Entretanto, a experiência demonstra que, por mais surpreendente que isso possa parecer, não é bem assim.
A maioria dos velhos vê a morte com uma naturalidade incompreensível aos mais jovens. Eles usam a equação amor para dar/amor para receber como critério para decidir se vale a pena, porque têm a convicção de que qualquer esforço ou sofrimento só é justificável se, depois de tudo, houver uma vida prazerosa para desfrutar. E a maturidade médica exige um nível de compreensão e respeito às decisões que envolve, antes de mais nada, a preservação da liberdade de escolha.
Quando anunciei ao Reinoldo que ele tinha um tumor pequeno, sem nenhum sinal de disseminação local ou à distância, e que estava indicada uma cirurgia que ele tinha plenas condições de tolerar porque aos 86 anos não apresentava nenhuma comorbidade importante, eu era uma certeza só.

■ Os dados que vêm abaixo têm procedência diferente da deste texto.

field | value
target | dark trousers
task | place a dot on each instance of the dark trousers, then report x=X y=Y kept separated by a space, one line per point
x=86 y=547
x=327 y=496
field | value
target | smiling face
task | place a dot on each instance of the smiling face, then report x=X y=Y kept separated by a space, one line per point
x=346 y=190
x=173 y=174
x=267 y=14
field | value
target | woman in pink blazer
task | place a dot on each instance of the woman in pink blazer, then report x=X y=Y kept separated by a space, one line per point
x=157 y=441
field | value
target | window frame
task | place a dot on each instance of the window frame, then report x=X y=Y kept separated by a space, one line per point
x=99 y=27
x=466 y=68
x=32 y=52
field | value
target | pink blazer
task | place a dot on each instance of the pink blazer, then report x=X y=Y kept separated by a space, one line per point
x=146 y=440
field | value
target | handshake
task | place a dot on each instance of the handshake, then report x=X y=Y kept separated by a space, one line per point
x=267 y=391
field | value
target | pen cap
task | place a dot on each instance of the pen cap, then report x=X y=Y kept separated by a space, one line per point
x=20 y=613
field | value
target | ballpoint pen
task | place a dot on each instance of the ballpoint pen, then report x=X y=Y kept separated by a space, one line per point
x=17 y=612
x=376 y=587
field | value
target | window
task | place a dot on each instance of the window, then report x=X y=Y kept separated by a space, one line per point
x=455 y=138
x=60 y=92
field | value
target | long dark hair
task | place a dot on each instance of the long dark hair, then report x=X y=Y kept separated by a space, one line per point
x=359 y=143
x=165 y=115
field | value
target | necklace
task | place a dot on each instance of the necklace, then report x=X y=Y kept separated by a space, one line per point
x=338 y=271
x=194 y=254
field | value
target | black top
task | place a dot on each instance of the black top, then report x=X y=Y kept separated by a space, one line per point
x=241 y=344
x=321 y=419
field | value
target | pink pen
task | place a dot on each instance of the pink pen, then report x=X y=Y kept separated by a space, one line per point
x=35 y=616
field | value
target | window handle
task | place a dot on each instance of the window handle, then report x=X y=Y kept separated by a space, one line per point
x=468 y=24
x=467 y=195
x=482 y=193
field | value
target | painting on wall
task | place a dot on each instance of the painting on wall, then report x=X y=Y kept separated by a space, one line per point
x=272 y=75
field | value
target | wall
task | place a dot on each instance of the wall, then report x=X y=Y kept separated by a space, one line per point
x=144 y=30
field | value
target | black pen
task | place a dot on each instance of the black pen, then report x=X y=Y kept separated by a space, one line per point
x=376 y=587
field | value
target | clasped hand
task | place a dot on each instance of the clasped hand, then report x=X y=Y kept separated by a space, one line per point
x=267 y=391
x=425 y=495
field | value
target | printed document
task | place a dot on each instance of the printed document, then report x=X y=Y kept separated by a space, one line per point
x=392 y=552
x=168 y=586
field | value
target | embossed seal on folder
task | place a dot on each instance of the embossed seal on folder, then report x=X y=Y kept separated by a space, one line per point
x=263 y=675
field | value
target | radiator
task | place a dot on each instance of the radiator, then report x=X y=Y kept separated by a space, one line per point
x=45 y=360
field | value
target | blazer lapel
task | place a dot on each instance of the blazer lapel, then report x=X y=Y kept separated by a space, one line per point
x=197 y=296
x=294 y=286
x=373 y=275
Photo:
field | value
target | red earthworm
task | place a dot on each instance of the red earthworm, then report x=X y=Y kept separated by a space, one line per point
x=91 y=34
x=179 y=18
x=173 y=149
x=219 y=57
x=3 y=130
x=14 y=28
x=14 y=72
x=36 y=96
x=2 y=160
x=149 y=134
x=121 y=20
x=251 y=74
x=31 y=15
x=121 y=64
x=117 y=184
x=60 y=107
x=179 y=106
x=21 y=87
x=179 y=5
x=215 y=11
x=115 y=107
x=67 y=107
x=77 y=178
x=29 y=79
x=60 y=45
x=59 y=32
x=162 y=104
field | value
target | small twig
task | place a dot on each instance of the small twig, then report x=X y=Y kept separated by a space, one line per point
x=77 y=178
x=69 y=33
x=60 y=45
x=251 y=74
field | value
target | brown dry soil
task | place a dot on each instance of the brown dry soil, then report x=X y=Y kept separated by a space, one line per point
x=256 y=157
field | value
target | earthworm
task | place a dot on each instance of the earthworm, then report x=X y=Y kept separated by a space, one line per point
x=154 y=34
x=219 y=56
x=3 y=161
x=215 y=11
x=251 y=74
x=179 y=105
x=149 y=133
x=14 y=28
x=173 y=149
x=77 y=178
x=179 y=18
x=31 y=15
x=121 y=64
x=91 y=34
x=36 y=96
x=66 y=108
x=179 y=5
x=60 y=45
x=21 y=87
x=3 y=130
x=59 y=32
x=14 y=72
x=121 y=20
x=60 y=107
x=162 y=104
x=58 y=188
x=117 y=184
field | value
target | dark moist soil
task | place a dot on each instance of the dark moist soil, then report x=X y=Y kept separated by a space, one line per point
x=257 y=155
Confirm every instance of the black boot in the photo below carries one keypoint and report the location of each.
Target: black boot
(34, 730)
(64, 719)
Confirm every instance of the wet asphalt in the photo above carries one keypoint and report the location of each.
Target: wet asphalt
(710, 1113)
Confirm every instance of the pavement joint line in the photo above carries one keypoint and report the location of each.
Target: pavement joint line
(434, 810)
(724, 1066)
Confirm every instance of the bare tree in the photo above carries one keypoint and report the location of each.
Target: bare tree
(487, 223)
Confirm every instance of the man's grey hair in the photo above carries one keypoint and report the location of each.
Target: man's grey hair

Ele ouvia tudo com altivez, sem questionar, como quem mantém o comando e quer apenas obter algumas confirmações.
A primeira pergunta foi inquietante: "Que tempo terei se não fizer nada?" Não consegui fugir da resposta: "Mais ou menos uns dois anos".
"Acho que esse tempo é, na verdade, mais do que preciso! Depois que minha amada morreu, há três anos, fiz a bobagem de vender o nosso canto e tenho rodado a cada três meses pelas casas de meus quatro filhos. Nessas 12 mudanças de domicílio, não consegui ignorar o desencanto que provoco em cada chegada e o alívio indisfarçado em cada partida. E não há como negar que eu atrapalho a rotina deles. Cansei, meu doutor. Acho que já é tempo de dar um fim a este rodízio."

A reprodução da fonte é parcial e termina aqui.